On BBC News Online, the story about the report's publication was entitled 'Concern over baby gene selection', whilst the Daily Telegraph preferred to summarise it with the headline: 'Call for ban on designer babies chosen for IQ (intelligence quotient)'. These headlines are curious because they are very unrepresentative of the report itself which, whilst it does recommend that embryo selection for behavioural genetic traits be prohibited, makes many other recommendations on many other issues related to genes and behaviour.

It's tempting to put the flavour of the news coverage on the Nuffield report down to journalists' obsession with designer babies, an obsession which sends them off scouring a lengthy report for the one paragraph that mentions embryo selection. But it turns out that the media focus was intentional. The press release issued by the Nuffield Council on Bioethics has as its first line: 'Embryos should not be selected for behavioural traits such as intelligence on the basis of genetic information.' Not until much later in the press release does it say that 'there are currently no practical applications of research in the genetics of behaviour within the normal range.'

Given the wording of the press release, it's obviously no surprise that the newspapers led on the designer babies angle. But does this focus really matter? The report says that we ought to discuss the ethics of screening for behavioural traits in embryos, even though it is not currently possible to carry out such screening. Discussing the ethics seems reasonable. But calling for a ban on embryo screening gives it an air of urgency. Members of the public reading the press coverage could be forgiven for assuming that something which needs prohibiting is something which is already a reality.

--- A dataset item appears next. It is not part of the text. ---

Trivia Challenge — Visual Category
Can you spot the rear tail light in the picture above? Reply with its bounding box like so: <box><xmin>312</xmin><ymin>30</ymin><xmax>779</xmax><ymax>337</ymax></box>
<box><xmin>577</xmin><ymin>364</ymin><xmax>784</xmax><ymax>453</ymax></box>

Another problem with the focus on embryo screening is that it's probably the only thing that people will remember from a report that considers so much else, not least the current state of the science of behavioural genetics. At the press conference, members of the Nuffield Council on Bioethics expressed concern about a skewed public perception of behavioural genetics which overestimates the power and influence of genes. Calling for a ban on screening for genetic variations which are not yet understood may perpetuate rather than dispel this myth.